Filed under: Oscar Watch

In all the hullabaloo over the Academy of Motion Picture Arts and Sciences' decision to increase the Best Picture Oscar nominees from five to 10 next year, something else has gotten lost in the shuffle: They tinkered with the Best Song category, too. And the new rules mean that there could be a year with no Best Song category at all!

Here's how it works (with thanks to The Hollywood Reporter for some of the details). During the nomination process, the 233 members of the Academy's music branch rate each eligible song on a scale of 1 to 10. The five songs with the top average scores get the actual nomination, with 8.25 as the cutoff. If only three or four songs rate 8.25 or higher, that's all the nominations there are. But the question has always been: What if fewer than three songs get an average score of 8.25? So far, it hasn't come up, although you can see that it almost did last year, when there were only three nominees in the category. That means those were the only three songs that rated 8.25 or higher -- sorry, fans of Bruce Springsteen's "The Wrestler."

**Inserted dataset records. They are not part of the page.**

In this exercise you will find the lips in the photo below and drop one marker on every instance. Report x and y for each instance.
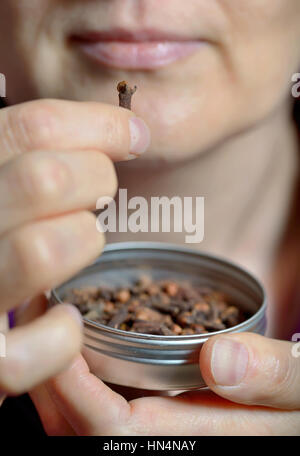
(143, 49)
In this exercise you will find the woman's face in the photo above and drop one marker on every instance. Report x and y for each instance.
(239, 71)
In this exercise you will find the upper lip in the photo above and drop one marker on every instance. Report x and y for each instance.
(125, 35)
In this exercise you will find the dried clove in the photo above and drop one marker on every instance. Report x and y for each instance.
(125, 94)
(162, 307)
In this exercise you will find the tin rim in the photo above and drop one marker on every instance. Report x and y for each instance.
(169, 247)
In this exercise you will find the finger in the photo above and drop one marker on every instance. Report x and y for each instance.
(39, 256)
(90, 406)
(252, 369)
(40, 349)
(30, 309)
(53, 422)
(202, 413)
(58, 124)
(43, 184)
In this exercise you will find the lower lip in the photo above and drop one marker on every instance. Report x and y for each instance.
(138, 55)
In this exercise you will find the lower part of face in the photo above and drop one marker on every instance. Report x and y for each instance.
(239, 74)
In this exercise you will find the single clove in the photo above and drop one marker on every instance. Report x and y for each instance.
(125, 94)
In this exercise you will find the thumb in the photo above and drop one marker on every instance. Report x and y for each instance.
(251, 369)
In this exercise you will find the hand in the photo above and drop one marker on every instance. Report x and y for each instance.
(255, 385)
(56, 160)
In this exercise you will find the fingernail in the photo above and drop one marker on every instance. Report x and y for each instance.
(140, 137)
(229, 362)
(74, 312)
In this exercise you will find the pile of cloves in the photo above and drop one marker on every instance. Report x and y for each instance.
(161, 307)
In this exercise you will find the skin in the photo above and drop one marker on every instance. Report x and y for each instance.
(218, 116)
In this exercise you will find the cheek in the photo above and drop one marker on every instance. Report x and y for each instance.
(235, 85)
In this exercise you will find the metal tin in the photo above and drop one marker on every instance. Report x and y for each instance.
(150, 361)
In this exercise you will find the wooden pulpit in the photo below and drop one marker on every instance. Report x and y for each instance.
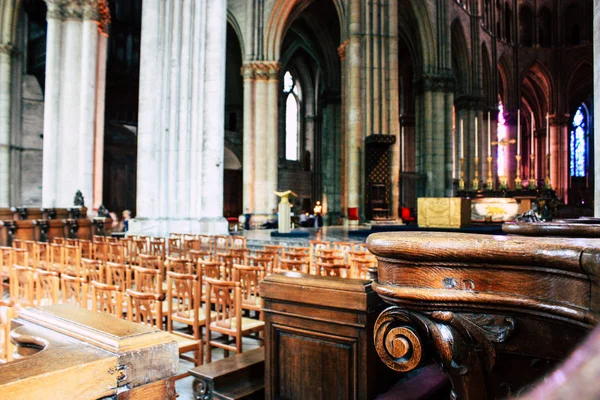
(67, 352)
(495, 312)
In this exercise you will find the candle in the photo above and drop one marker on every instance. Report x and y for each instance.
(519, 133)
(547, 134)
(532, 133)
(462, 144)
(476, 138)
(489, 136)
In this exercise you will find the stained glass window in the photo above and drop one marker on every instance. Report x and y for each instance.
(292, 111)
(502, 133)
(578, 142)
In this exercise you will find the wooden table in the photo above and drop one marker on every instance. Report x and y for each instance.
(496, 312)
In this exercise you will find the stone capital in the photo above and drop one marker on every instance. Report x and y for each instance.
(7, 48)
(342, 49)
(560, 119)
(261, 70)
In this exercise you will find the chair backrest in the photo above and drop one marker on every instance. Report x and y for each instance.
(93, 270)
(249, 278)
(57, 257)
(47, 287)
(237, 242)
(147, 280)
(6, 354)
(221, 244)
(332, 269)
(72, 263)
(118, 275)
(267, 262)
(183, 295)
(210, 269)
(226, 299)
(22, 286)
(144, 308)
(116, 253)
(206, 243)
(107, 299)
(287, 264)
(175, 246)
(157, 248)
(74, 290)
(151, 262)
(179, 265)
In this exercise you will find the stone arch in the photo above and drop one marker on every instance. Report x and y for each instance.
(232, 21)
(461, 60)
(283, 15)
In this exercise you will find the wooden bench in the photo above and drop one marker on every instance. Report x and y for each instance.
(239, 377)
(497, 313)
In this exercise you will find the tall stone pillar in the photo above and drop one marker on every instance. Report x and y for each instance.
(597, 106)
(72, 99)
(7, 52)
(181, 128)
(354, 135)
(261, 91)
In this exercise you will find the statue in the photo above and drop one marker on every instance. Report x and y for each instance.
(78, 201)
(284, 210)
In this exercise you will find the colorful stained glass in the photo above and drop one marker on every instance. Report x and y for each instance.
(578, 143)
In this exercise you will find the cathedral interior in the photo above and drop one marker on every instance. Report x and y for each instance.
(377, 115)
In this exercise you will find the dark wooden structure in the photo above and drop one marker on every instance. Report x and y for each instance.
(241, 376)
(495, 312)
(72, 353)
(45, 224)
(319, 338)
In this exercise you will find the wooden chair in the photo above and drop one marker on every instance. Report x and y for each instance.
(107, 299)
(226, 297)
(148, 280)
(22, 283)
(157, 248)
(74, 290)
(100, 250)
(249, 278)
(175, 246)
(57, 257)
(332, 269)
(72, 261)
(206, 243)
(184, 306)
(179, 265)
(237, 242)
(41, 255)
(151, 262)
(6, 347)
(221, 244)
(118, 275)
(316, 246)
(47, 287)
(146, 308)
(287, 264)
(266, 261)
(93, 270)
(360, 263)
(6, 263)
(116, 253)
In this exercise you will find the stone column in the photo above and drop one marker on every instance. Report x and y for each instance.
(52, 103)
(597, 107)
(6, 53)
(181, 129)
(354, 138)
(74, 101)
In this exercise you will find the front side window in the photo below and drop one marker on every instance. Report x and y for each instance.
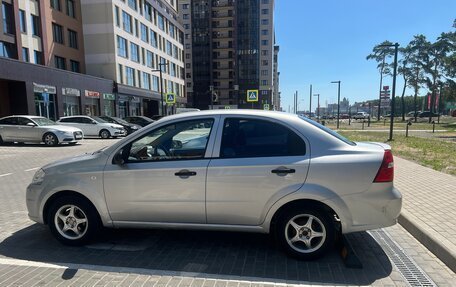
(243, 138)
(179, 141)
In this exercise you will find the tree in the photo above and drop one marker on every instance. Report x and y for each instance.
(381, 53)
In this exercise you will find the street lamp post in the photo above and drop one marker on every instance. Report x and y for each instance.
(318, 105)
(338, 101)
(396, 48)
(161, 86)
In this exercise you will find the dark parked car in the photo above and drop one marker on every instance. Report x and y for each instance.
(139, 120)
(130, 128)
(427, 114)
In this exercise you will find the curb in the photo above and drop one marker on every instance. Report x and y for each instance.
(434, 242)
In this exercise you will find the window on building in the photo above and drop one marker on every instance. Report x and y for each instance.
(126, 22)
(75, 66)
(25, 55)
(55, 4)
(122, 47)
(146, 81)
(60, 62)
(8, 18)
(153, 38)
(70, 8)
(160, 22)
(73, 39)
(57, 33)
(132, 4)
(144, 33)
(38, 57)
(130, 76)
(148, 11)
(22, 21)
(36, 30)
(134, 52)
(149, 59)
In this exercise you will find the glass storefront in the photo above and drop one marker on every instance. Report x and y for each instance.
(109, 105)
(71, 102)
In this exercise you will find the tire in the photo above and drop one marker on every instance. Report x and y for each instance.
(304, 239)
(105, 134)
(78, 216)
(50, 139)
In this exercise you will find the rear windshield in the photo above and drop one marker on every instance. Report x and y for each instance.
(328, 130)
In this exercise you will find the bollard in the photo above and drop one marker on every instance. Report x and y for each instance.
(406, 128)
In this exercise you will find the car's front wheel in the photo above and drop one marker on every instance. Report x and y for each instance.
(305, 233)
(73, 220)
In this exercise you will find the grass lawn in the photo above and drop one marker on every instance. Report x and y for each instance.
(434, 153)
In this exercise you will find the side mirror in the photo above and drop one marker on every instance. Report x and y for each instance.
(118, 159)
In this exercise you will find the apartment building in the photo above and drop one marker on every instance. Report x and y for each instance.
(42, 60)
(129, 41)
(229, 49)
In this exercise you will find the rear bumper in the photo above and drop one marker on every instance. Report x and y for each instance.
(376, 208)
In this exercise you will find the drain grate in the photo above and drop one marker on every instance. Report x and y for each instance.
(412, 273)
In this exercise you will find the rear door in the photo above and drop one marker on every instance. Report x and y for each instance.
(256, 162)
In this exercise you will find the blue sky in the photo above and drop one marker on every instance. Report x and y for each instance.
(328, 40)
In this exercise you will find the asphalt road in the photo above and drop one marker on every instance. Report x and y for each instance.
(30, 256)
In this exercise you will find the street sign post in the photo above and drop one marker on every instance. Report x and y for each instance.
(170, 98)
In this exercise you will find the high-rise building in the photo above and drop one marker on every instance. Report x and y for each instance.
(229, 49)
(46, 32)
(129, 41)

The Academy has now answered this loophole very simply. If two or more songs score higher than 8.25, then everything's cool. If only one song scores high enough, then that song and whatever the next highest scorer was will be the two lone nominees (and no one will know which had the lower score, because of course that would influence the voting). And if no songs score above 8.25? Then the category is scrapped that year.
Basically, the Academy is enforcing a baseline of quality -- to be nominated, a song must be at least this good. Of course, I wish they'd require the Best Song nominees to actually have been included IN the film, where they can affect tone and story, rather than merely over the closing credits, where they don't do anything. But that's just a crazy dream of mine.

(By the way, they've announced another slight change to the Oscar telecast, too. The non-competition awards -- lifetime achievement, Irving G. Thalberg Memorial Award, and Jean Hersholt Humanitarian Award -- will be given out not during the show but at a special dinner and ceremony held specifically for those awards three months earlier. That will allow the recipients to be lauded by their colleagues and get the full attention they deserve without taking up 20 minutes of the Oscar ceremony.)